Satake Yoshimasa (佐竹義真) was the 6th daimyō of Kubota Domain in Dewa Province, Japan (modern-day Akita Prefecture), and then 24th hereditary chieftain of the Satake clan. His courtesy title was Sahyōe-no-kami and Jijū and his Court rank was Junior Fourth Rank, Lower Grade.

==Biography==
Satake Yoshimasa was the eldest son of Satake Yoshikata of Kubota-Shinden Domain and was adopted as heir to Satake Yoshizumi in 1742. He was received in formal audience by Shōgun Tokugawa Yoshimune in 1744, and became daimyō of Kubota in 1749. In 1751, he married Gōhime (1737–1762), the daughter of Maeda Yoshinori of Kaga Domain and he made his first visit to his domain the same year.
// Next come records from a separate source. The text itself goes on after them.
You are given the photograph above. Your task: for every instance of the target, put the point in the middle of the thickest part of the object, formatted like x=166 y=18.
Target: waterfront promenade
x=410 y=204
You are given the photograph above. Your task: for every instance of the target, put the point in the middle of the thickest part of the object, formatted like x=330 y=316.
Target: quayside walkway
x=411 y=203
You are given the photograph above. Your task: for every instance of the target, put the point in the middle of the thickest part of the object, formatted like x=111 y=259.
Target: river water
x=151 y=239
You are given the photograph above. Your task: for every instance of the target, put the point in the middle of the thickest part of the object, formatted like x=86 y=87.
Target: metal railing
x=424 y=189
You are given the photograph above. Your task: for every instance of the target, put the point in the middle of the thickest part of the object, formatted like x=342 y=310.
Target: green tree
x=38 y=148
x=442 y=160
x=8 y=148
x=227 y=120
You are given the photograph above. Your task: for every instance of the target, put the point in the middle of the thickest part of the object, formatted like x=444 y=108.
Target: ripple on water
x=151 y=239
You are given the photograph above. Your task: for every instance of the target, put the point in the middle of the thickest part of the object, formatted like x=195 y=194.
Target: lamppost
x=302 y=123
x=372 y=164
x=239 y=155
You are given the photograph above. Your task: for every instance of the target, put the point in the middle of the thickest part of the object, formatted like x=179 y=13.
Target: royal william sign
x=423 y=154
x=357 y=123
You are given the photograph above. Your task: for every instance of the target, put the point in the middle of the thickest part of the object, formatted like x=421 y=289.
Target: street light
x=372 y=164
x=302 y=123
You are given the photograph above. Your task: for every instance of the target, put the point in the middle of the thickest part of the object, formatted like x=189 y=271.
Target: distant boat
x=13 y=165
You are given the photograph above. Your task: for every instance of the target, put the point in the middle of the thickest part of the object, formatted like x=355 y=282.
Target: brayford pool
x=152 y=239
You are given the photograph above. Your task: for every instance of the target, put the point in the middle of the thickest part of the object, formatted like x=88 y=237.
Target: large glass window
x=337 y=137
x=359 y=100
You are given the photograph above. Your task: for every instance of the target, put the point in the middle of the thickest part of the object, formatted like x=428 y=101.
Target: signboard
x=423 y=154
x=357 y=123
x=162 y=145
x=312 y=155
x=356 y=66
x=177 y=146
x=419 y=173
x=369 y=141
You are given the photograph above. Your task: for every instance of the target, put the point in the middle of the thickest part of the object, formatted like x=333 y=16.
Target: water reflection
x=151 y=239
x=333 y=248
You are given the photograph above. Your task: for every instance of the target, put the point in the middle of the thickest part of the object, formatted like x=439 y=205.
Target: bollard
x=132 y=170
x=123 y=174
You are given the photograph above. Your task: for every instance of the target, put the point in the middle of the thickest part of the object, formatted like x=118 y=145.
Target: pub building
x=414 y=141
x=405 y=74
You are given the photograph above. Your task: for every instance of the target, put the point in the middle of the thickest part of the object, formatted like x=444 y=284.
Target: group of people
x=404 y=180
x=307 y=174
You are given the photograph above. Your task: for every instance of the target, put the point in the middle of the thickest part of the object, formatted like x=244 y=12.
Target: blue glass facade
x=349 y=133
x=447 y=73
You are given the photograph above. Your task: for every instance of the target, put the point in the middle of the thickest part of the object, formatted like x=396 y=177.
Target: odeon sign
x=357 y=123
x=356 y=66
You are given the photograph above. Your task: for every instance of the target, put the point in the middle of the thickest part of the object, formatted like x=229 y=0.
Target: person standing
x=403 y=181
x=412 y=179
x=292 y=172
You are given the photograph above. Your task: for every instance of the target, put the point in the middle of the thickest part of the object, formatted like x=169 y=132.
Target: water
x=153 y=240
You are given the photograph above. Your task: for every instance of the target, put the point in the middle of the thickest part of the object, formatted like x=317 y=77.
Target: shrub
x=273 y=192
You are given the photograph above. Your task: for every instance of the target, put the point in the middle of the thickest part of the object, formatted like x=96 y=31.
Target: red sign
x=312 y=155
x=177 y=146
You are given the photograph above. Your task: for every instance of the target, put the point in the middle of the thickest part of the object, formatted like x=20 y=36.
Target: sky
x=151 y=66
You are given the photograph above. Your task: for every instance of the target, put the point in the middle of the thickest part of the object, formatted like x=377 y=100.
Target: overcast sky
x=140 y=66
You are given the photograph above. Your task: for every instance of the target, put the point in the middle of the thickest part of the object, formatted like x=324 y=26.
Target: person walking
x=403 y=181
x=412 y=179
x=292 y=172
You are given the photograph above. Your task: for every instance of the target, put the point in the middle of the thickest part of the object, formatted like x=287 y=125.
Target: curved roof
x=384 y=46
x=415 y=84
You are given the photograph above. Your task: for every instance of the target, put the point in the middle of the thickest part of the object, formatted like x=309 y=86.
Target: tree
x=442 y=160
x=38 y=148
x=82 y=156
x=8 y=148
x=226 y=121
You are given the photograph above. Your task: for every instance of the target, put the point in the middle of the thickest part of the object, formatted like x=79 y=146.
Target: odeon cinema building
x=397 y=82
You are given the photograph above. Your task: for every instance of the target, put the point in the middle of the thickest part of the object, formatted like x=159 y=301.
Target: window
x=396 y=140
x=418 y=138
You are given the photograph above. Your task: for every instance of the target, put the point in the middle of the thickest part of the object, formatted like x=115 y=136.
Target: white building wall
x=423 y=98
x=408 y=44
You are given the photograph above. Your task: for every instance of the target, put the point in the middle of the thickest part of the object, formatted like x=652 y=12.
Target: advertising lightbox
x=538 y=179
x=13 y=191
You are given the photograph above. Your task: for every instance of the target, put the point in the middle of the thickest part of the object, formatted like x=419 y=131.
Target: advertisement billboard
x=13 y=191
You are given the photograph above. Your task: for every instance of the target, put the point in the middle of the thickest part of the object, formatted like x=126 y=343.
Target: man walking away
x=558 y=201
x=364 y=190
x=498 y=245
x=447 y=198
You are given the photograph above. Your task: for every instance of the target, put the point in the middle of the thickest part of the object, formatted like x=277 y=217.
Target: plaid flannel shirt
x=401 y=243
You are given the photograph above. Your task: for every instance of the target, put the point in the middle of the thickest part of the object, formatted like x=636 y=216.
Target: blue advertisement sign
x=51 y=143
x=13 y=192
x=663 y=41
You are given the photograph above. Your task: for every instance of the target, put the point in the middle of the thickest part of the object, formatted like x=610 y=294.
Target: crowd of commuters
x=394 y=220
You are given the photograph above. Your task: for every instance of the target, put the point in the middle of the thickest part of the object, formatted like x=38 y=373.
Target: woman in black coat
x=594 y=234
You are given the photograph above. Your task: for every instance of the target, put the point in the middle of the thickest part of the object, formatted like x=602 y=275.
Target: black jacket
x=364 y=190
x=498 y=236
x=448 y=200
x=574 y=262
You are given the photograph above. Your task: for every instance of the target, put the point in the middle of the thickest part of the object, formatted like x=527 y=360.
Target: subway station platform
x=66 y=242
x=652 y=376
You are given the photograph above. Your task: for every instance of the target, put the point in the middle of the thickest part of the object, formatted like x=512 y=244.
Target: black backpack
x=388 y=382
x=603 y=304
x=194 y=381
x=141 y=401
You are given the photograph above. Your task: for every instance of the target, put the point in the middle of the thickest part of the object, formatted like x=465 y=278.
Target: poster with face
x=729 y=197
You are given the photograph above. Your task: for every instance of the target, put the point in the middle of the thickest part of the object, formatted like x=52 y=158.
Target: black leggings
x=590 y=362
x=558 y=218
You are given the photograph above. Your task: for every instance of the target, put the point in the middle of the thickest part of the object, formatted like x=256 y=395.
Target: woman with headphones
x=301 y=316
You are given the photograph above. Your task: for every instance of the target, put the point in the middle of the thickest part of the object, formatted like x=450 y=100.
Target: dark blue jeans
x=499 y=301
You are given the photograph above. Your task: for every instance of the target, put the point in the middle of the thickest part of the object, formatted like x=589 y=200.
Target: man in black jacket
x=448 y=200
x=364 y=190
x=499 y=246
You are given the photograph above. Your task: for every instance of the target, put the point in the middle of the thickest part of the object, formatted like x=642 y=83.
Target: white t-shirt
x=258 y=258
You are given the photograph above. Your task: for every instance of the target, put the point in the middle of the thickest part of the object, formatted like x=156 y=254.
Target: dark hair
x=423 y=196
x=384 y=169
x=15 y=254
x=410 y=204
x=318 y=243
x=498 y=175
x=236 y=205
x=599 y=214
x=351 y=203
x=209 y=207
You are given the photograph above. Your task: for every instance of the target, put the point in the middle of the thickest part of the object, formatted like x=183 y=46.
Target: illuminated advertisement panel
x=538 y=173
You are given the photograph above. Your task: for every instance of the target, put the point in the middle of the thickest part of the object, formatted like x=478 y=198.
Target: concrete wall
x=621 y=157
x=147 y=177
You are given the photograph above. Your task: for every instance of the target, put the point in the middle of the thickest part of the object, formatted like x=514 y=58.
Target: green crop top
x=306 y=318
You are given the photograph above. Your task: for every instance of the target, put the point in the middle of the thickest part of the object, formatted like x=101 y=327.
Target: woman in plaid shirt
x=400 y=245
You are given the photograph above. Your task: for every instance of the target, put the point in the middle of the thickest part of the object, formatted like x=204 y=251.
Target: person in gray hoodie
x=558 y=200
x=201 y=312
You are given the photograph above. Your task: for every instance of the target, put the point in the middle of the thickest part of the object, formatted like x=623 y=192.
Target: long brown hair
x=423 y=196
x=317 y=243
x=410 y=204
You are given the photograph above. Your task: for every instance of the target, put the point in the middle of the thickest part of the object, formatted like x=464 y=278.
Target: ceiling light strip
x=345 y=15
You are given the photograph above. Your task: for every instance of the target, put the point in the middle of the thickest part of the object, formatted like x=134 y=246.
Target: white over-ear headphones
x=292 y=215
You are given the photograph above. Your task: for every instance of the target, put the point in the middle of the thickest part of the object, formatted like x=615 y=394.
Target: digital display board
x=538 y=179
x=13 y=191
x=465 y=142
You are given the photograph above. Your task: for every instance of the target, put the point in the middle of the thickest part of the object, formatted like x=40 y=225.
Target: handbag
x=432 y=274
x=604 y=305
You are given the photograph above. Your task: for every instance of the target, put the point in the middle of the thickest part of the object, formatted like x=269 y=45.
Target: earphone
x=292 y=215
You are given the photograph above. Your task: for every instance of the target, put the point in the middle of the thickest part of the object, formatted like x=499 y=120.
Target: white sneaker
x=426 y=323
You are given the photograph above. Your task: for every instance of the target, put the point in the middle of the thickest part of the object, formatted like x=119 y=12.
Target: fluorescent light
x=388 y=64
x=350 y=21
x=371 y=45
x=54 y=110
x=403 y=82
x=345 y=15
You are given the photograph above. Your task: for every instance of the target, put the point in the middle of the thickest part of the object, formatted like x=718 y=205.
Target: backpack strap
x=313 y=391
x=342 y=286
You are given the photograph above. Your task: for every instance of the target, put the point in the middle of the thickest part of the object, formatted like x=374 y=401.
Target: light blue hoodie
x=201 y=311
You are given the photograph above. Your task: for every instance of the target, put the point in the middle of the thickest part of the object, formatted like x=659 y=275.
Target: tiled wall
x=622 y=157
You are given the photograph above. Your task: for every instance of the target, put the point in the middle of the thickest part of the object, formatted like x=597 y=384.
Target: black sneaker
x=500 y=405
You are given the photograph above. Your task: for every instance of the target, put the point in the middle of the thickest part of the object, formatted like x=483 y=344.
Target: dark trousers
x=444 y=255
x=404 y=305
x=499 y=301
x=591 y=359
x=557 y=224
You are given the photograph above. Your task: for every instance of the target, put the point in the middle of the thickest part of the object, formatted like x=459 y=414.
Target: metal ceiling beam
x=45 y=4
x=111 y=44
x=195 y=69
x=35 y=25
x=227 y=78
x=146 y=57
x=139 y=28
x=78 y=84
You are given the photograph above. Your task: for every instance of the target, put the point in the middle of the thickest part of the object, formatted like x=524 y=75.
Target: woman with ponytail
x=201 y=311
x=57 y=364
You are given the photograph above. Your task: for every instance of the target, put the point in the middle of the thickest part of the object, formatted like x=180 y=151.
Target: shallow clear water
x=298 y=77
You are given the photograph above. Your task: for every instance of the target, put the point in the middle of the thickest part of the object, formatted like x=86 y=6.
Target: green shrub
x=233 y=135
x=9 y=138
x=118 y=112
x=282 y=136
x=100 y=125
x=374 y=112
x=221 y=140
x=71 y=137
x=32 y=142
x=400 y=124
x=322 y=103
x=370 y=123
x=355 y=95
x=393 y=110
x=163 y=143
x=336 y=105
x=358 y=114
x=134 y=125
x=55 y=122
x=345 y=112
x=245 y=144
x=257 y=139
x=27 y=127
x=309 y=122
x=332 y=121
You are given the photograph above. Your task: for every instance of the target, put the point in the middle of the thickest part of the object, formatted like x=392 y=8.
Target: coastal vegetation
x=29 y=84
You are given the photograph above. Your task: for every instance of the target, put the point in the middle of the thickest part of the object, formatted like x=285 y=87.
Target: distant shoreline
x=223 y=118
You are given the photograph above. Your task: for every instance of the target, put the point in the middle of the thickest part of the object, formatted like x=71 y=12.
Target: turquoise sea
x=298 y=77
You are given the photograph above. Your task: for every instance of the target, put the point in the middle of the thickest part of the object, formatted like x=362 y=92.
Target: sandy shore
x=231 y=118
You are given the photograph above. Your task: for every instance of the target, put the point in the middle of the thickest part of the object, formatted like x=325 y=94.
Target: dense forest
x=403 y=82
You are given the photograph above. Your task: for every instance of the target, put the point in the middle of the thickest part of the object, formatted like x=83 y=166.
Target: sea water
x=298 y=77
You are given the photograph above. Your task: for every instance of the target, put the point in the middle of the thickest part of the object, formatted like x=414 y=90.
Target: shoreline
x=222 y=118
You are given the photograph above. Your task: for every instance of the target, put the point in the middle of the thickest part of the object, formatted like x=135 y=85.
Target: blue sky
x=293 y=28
Kubota Domain was rent by peasant uprisings and by plots among his retainers caused by the years of mismanagement of the domain by his predecessor. Yoshimasa died at Kubota Castle in 1753 after complaining of sudden stomach pains and growing numbness in his limbs. During the Edo period it was widely suspected that he had been poisoned. As he had no children, the domain passed to Satake Yoshiharu, the eldest son of Satake Yoshimichi of Iwasaki Domain.